I mean, everyone makes mistakes, yeah.  But the worst mistake was not even trying to fix things.

 

At the same time, the fact that the woman in the second car stopped has shown me that some people are good.  She didn’t even hit Clover, but she cared enough to see if there was anything she could do, and she was still there waiting with us until the end.  She had wanted to talk to the sheriff and give him information about the other car.

 

My dad and the sheriff came back to us.  I could see the sorrow in my dad’s eyes.

 

Because we were all still such a mess, the sheriff took the woman to the side to let us grieve.

 

He interviewed her about the car that had hit Clover, then they both left… after apologizing as much as they could to us.  I thanked them for their kindness.

 

I admit, I was upset that the sheriff shot my Clover.  But I knew that if he hadn’t put her down, she would have continued to suffer.  I just wish we could have taken her to a vet, given her medicine to take away the pain before they put her to sleep.  Even that would have been too much suffering , though.

 

My dad put Clover’s body in a big bag, so that we could bury her the next day.
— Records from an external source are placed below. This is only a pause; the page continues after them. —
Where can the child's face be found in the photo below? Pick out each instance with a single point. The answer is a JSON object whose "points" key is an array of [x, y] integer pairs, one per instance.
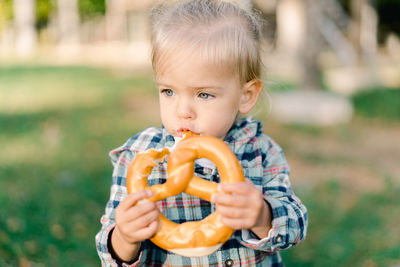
{"points": [[197, 97]]}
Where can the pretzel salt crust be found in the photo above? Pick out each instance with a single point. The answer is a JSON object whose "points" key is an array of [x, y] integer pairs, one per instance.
{"points": [[195, 238]]}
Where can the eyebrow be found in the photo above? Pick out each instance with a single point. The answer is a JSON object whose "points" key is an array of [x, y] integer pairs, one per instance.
{"points": [[193, 87]]}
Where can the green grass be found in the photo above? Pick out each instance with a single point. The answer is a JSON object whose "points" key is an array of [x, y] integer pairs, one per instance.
{"points": [[383, 103], [57, 125], [363, 235]]}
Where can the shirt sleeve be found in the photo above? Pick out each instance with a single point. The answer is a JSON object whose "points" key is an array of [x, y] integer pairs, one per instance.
{"points": [[118, 193], [289, 215]]}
Lana and Dan stayed with me all night.

 

I didn’t sleep very well. 

 

We all woke up earlier the next day to give her a proper burial. I wrote a simple poem for her:


Clover, my loving pup,
Clover, just like the four-leafed ones,
Full of life and full of love,
My own personal gem of luck,
My dearest little ball of fluff,
In our heads and hearts forever,
And forever isn’t long enough.

 

I couldn’t let Clover’s death be in vain. I had to do something to honor her memory.  I started volunteering at the local animal shelter.

 

Because of Clover’s tragic end, I realized what I wanted to do with my life, and in that way, her death served a purpose.  When I went back to school in the fall, I changed my major.  I went from ‘undecided’ to ‘pre-veterinary’.

 

I grieved for a long time. Maybe I’m still grieving today, keeping my promise to never forget.  I miss my dog sleeping beside me.  I miss her stinky breath and sloppy nose-kisses in the morning.

 

I know she was just a dog, but she was my dog.  She was like a sister to me.